T.R | Title | User | Personal Name | Date | Lines |
---|
257.1 | need some more information | LEDDEV::DHATI | | Thu Mar 20 1997 16:56 | 9 |
| The command to change the settings is
>>> t tc0 setid f f
What OS are you booting up to? VMS will see all
the disks automatically but in unix you need to add
them
- sridhar.
|
257.2 | | NABETH::alan | Dr. File System's Home for Wayward Inodes. | Thu Mar 20 1997 20:36 | 14 |
| The need to update the configuration file on Digital UNIX
to include new disks depends on the version and what features
you expect the operating system to offer. If the CAM driver
has a clue that the controller exists, it will find all the
disks and has for years. On some versions, I've noticed that
the system disk is special and needs a clue from the configuration
file, but I think this was changed around V3.2. The ability
of iostat to get performance statistics for disks depended
on entries in the configuration file on some versions, but
in V4.0 you don't need to offer it a clue with non-zero LUNs
of an HSZ.
For modern versions all you need are entries for the controllers;
the devices will take care of themselves.
|
257.3 | it's VMS | NETRIX::"[email protected]" | jan Thomsen | Fri Mar 21 1997 02:46 | 15 |
| Hello!
As I wrote in my opening topic, this system is running VMS and to my
experience
VMS can not see any disks on the PMACZ-AA if one can not see the disks from
the
console command ">>> t tc0 cnfg". On the system where I had a problem VMS was
stuck in mounting disks sitting on the turbo-channel scsi's.

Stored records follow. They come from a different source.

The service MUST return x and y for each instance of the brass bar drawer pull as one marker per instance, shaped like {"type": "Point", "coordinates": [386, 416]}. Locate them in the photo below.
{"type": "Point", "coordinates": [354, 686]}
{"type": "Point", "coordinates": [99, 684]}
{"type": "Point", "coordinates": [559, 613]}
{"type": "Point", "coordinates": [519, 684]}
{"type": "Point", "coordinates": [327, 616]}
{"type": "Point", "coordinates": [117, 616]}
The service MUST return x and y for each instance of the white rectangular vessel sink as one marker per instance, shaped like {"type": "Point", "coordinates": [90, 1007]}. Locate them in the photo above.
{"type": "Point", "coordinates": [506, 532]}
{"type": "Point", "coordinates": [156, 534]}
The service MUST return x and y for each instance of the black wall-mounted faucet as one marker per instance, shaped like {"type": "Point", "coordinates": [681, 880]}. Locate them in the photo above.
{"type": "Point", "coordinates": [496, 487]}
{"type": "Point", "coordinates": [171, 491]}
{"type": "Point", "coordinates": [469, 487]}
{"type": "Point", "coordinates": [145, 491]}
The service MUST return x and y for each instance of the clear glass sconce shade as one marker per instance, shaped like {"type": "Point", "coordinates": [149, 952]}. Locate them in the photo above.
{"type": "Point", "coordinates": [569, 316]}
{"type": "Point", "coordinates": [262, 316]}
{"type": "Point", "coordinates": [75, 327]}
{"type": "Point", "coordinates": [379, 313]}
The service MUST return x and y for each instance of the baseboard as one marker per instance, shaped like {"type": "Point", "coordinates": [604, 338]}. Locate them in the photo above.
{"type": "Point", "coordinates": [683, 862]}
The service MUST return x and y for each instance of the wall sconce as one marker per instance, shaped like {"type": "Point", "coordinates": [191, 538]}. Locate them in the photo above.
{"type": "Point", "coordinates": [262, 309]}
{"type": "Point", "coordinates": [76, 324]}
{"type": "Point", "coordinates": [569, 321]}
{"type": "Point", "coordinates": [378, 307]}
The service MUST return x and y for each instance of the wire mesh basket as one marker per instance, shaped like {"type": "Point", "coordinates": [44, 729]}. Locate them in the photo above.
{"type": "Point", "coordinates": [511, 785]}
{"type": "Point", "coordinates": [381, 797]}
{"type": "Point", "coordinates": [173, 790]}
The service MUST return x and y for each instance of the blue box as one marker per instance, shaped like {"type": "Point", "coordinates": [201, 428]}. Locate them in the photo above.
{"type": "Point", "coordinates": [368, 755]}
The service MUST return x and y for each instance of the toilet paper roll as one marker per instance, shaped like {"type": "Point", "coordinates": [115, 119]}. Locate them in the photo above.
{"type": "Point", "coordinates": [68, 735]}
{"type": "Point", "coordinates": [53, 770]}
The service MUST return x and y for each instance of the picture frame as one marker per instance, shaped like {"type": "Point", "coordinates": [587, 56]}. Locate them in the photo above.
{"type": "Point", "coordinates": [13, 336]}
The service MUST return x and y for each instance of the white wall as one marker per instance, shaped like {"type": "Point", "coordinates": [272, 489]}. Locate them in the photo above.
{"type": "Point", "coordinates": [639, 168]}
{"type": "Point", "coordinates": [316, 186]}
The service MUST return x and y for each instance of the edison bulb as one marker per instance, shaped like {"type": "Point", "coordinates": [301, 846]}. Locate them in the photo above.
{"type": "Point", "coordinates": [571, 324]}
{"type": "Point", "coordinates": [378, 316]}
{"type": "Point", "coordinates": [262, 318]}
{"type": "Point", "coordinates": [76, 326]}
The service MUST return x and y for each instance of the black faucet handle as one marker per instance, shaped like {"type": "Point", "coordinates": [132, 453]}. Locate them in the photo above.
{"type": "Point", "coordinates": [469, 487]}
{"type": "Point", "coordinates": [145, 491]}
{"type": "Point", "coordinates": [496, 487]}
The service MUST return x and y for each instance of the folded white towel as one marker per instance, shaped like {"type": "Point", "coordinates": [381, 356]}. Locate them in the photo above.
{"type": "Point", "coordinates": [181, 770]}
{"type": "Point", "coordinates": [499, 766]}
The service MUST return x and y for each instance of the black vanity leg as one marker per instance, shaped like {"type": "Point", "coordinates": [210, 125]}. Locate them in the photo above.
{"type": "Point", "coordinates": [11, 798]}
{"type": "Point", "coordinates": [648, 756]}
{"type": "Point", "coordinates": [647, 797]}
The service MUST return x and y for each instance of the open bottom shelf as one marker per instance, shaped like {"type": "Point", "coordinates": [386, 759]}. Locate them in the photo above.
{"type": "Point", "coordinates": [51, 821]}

And then if the hardware cannot see any devices how is the OS able to see
it???
But thanks for the replies so forth.
Regards
Jan Thomsen
[Posted by WWW Notes gateway]
|
257.4 | without disks? | CERN::HOBBS | Congrats to the Ignoble Peace Prize winner! (http://www.eecs.harvard.edu/ig_nobel) | Fri Mar 28 1997 04:44 | 9 |
| I've used pizza boxes with PMAZC...
What happens without disks in the box? 1 disk, 2 disks, 3 disks?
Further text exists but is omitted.